Teheran, EKOIN.CO – Menteri Luar Negeri Iran, Abbas Araghchi, mengecam Amerika Serikat karena dianggap telah mengganggu proses diplomasi nuklir dengan cara yang merusak kestabilan kawasan. Dalam konferensi video yang berlangsung pekan ini, Araghchi menyampaikan keberatan Iran terhadap upaya Eropa yang mempertimbangkan kembali penerapan mekanisme snapback terhadap Teheran. Konferensi tersebut dihadiri mitranya dari Prancis, Jerman, dan Inggris, serta Kepala Kebijakan Luar Negeri Uni Eropa.
Berlangganan gratis WA NEWS EKOIN lewat saluran Whatsapp EKOIN di : https://whatsapp.com/channel/0029VbAEmcR6mYPIvKh3Yr2v
Dalam pernyataannya, Araghchi menyoroti keputusan sepihak Amerika Serikat yang keluar dari perjanjian nuklir tahun 2015 atau Joint Comprehensive Plan of Action (JCPOA). Kesepakatan tersebut sebelumnya dimediasi oleh Uni Eropa dan menjadi acuan utama dalam pengawasan program nuklir Iran.
Araghchi menyebut bahwa AS telah merusak arsitektur diplomatik yang disepakati secara multilateral, dengan menyulitkan jalan keluar damai dari ketegangan nuklir. Ia juga mengimbau negara-negara Eropa untuk tidak lagi mengandalkan kebijakan tekanan dan sanksi sebagai pendekatan utama.

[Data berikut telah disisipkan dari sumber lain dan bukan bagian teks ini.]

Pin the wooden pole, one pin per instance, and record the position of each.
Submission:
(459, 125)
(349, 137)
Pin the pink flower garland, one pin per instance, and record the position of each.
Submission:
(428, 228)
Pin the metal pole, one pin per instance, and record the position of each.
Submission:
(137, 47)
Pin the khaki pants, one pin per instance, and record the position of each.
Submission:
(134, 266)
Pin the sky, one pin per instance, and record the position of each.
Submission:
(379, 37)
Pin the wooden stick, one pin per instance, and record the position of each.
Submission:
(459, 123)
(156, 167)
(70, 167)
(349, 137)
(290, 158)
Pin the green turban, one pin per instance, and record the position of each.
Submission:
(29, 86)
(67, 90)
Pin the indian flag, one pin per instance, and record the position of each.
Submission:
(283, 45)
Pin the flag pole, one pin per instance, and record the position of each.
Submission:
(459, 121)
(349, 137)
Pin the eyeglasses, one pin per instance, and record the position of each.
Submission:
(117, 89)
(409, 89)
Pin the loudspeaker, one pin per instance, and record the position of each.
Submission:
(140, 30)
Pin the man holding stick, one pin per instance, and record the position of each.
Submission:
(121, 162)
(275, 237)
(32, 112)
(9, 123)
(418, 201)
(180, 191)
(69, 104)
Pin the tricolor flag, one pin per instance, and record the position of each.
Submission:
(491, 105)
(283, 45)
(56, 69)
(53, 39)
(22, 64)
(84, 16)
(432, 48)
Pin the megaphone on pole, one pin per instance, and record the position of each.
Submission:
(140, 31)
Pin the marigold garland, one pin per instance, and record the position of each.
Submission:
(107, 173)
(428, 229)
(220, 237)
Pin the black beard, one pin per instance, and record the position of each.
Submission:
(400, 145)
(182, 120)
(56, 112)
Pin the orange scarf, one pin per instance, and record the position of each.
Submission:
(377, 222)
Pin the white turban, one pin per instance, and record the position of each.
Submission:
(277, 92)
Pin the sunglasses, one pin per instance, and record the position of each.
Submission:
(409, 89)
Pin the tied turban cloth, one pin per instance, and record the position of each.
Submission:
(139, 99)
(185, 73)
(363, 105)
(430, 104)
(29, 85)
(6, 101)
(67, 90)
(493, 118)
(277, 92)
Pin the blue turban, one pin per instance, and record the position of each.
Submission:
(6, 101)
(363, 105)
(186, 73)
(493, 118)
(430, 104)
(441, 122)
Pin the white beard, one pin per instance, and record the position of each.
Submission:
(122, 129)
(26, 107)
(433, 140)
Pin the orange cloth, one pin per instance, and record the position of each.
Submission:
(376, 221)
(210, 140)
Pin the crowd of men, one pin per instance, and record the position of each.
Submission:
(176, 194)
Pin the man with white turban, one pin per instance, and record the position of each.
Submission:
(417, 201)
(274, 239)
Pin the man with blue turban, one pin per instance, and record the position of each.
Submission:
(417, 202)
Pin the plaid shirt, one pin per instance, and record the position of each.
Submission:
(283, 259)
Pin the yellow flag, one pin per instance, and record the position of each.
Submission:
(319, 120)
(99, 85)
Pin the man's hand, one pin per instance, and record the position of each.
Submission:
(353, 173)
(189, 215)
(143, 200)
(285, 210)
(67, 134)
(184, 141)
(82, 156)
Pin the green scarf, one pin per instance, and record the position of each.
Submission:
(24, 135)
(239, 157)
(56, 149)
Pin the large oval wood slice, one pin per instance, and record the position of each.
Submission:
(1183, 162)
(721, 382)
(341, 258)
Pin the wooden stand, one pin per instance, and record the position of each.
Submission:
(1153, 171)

Eropa Pertimbangkan Snapback, Iran Beri Peringatan
Ketentuan snapback dalam JCPOA memberi hak kepada negara penandatangan untuk memberlakukan kembali sanksi PBB terhadap Iran jika dinilai melanggar isi kesepakatan. Saat ini, Prancis, Jerman, dan Inggris disebut tengah mempertimbangkan penggunaan mekanisme tersebut.
Menurut laporan dari berbagai media internasional, keputusan itu kemungkinan akan diumumkan menjelang akhir Agustus. Wacana ini menuai protes keras dari Teheran yang melihat langkah itu sebagai bentuk ketidakadilan dan berisiko besar terhadap hubungan bilateral.
Araghchi memperingatkan bahwa jika mekanisme snapback dijalankan, maka kerusakan hubungan Iran dengan Eropa akan “tidak dapat diperbaiki”. Peringatan ini disampaikannya dalam forum yang sama dan menyasar secara khusus ketiga negara Eropa yang disebut-sebut mendukung gagasan snapback.
Lebih lanjut, ia mengingatkan bahwa pendekatan seperti ini akan mendorong Iran untuk mengambil langkah-langkah pembalasan yang dapat mengubah arah diplomasi secara permanen. “Kebijakan usang seperti ini tidak akan menghasilkan solusi,” kata Araghchi.
Ketegangan Memuncak Pasca Serangan Israel
Ketegangan antara Iran dan Amerika Serikat meningkat setelah serangan udara mendadak yang dilakukan Israel pada 13 Juni lalu. Insiden tersebut menyebabkan pecahnya konflik selama 12 hari yang menewaskan lebih dari seribu warga Iran, termasuk ilmuwan nuklir dan pejabat militer senior.
Iran menuduh Amerika Serikat terlibat langsung dalam serangan tersebut, baik dalam bentuk intelijen maupun dukungan taktis. Teheran juga menyebut bahwa tiga fasilitas nuklir utama Iran turut diserang oleh AS di tengah kekacauan tersebut.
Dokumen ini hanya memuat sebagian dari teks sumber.